For anyone who has ever had their deepest dreams dashed in an instant, the post-crucifixion story of Emmaeus can provide much hope in the midst of a paralyzing darkness. In this narrative, those who had spent everything, risked everything, left everything and hoped everything to follow the strange but alluring sage from Gallilee had watched him die. With that death came not merely the loss of he who had crystallized their emerging faith in a good, grace-giving God, but most likely any further vestiges of such faith in anything potentially like it in the future. Truly, for them, the world held no hope anymore. All was dark.
Unless you keep reading…
It was he who spoke first. “Man, you guys look like someone died or something. Is everything all right?” Pausing at first, but sensing that it was safe to speak, Randall replied, “Yeah, sure. There’s nothing quite like following some guy for three years only to have his head blown off by some radical lunatic.”
“For sure”, Arvid added, “we finally find a cause that we can sink our teeth into and three years later my wife hates me, he’s carted off to a mock trial, crooked cops and a puppet judge. Yeah, life’s just great.”
The man looked baffled. Randall and Arvid looked incredulously at each other. Then Randall said, “how is it possible that you haven’t heard what’s been happening in this town lately?”
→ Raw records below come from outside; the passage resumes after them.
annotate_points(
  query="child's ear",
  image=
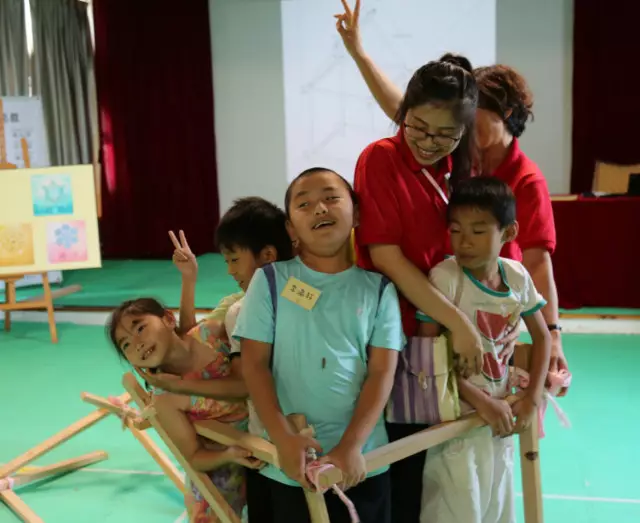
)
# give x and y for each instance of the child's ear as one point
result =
(510, 232)
(292, 233)
(169, 319)
(268, 255)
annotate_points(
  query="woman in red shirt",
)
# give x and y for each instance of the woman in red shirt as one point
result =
(403, 184)
(504, 107)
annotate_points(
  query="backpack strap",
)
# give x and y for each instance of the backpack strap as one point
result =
(270, 273)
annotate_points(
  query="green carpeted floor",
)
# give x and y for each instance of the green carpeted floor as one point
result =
(589, 471)
(118, 281)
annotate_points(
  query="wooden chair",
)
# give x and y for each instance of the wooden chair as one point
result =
(383, 456)
(16, 473)
(612, 178)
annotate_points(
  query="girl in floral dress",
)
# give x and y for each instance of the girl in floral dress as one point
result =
(198, 380)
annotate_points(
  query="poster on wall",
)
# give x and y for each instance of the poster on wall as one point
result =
(48, 220)
(22, 117)
(330, 115)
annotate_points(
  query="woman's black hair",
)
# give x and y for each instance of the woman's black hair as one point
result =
(448, 80)
(505, 92)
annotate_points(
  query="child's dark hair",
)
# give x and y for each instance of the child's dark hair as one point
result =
(502, 89)
(138, 307)
(448, 80)
(488, 194)
(254, 223)
(309, 172)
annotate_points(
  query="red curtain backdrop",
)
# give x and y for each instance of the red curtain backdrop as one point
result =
(606, 87)
(155, 96)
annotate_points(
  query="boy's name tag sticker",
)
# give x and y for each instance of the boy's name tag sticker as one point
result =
(301, 293)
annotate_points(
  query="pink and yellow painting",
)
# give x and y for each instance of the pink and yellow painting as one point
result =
(16, 245)
(66, 241)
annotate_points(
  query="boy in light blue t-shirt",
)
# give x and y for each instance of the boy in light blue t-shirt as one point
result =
(320, 337)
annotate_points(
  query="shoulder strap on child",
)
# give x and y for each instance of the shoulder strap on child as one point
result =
(270, 273)
(459, 285)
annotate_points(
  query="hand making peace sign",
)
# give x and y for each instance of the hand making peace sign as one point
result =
(348, 26)
(183, 258)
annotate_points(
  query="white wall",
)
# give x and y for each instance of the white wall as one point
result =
(536, 38)
(248, 88)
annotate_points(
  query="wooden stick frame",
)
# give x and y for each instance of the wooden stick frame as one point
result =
(381, 457)
(137, 426)
(17, 473)
(45, 301)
The two men had been sitting gloomily together surveying the muddy streets from the vantage point of the Number 10 bus to down town. They weren’t sure if it were possible to feel any more dejected. For close to three years their world had revolved almost exclusively around one man and his revolutionary ideas. Arvid had left behind a successful business, Randall the final year of grad school, to follow the allure of a leader whose keen sense of brotherly love, life, and justice had all but left them breathless. He spoke of things that no one else ever had. Arvid’s wife, June, could never figure out what the big deal was and the quaint little “group” that had formed around him seemed a little self-indulgent to her; no different than his Monday night poker pals. Grace, Randall’s wife, had taken up as a member from early on and was feeling as emotionally drained as he.
And now, the familiar bus ride to the group headquarters in a transformed office building provided about as much grief and confusion as they could stand. Their silence had betrayed the many questions burning within them. Why would this man mess with their lives, creating a rather large mid-life diversion for two guys who could ill afford one? For someone who spoke so much about life, why was he now dead – shot executioner style by thugs that the tabloids were suggesting were hired by the Mayor himself? Where was the promise of a new order? Of a bold future? The whole thing just seemed so ridiculous, so…pointless.
They had been revelling in their gloom, when this man to whom they now spoke, sat down, newspaper in hand, in the seat adjacent to theirs. He seemed to be thinking. Randall noticed it first. His profile. His demeanour. Hadn’t they seen this guy before?
The conversation that followed would be the most radically transforming one they had ever had. Not only did this guy know all the details but gave a very enlightened and revealing synopsis of the entire situation including all the reasons why. Arvid and Randall sat dumbfounded and, for the first time since their dark weekend they sat in peace – reflective and hopeful. They spoke excitedly among themselves for a few minutes more and as Arvid turned to speak to the man…he was gone.